Jennings first saw it on Instagram.

"It resonated with me," he says from Montclair, N.J. "When someone takes a chance and sticks their neck out for vulnerable people they become instant heroes, particularly in the black community. I felt like Senator Flowers was speaking to people who can really only say these things in the privacy of their own home. She let it be said, and there was no mincing words."

Flowers was not aware that her speech was being used on the album -- which is inspired in part by the experiences of black women in America -- but recently watched the video of the track at https://www.youtube.com/watch?v=aukbtVWwEAY.

Hearing it for the first time was exciting, she said. "It brought out the intensity that I felt and the intensity of the whole subject matter.

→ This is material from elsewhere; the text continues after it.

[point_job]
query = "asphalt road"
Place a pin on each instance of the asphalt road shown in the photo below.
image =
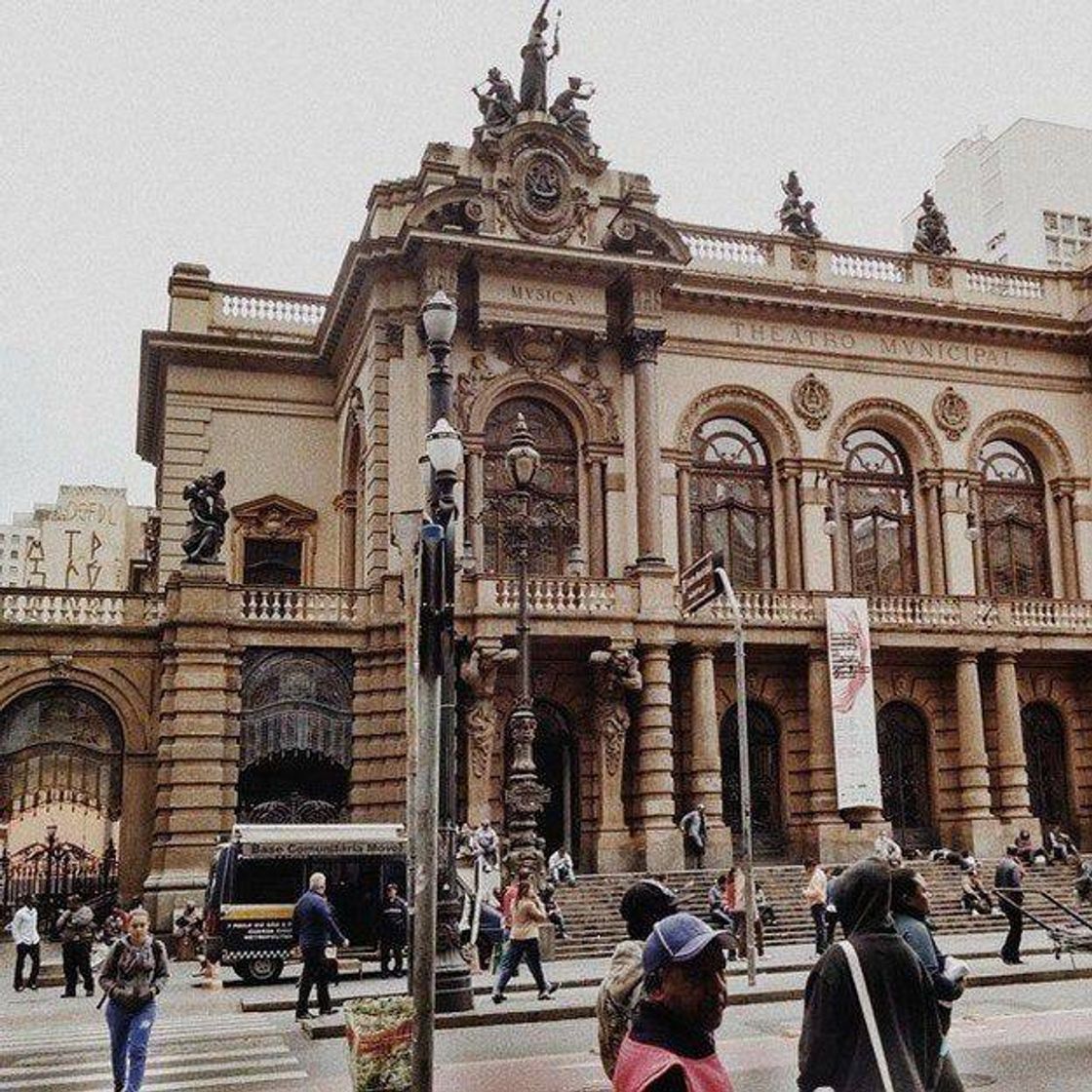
(1012, 1038)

I really like his beats. The rhythm helps to really express the feeling, the emotion and the subject matter. It helps to dramatize the whole debate."

Jennings' empathetic drumming lays a foundation for Flowers' fury on the song, bopping in and out of her speech.

Flowers reached out to Jennings and gave her approval, which was a relief to the 38-year-old musician.

"I didn't know how it would be received by her," he says, "but one of the greatest days of my life, and I will say this until the day I die, is her sending me an email saying that she cried tears of joy when she saw [the video]."

Flowers said she hopes Jennings' song will make people think twice about bills like SB484, "stand your ground" laws and gun violence.

"He's dealing with present-day issues, and he's done a good thing. I know a lot of people will appreciate it. This is another way of bringing about awareness and mixing it with art."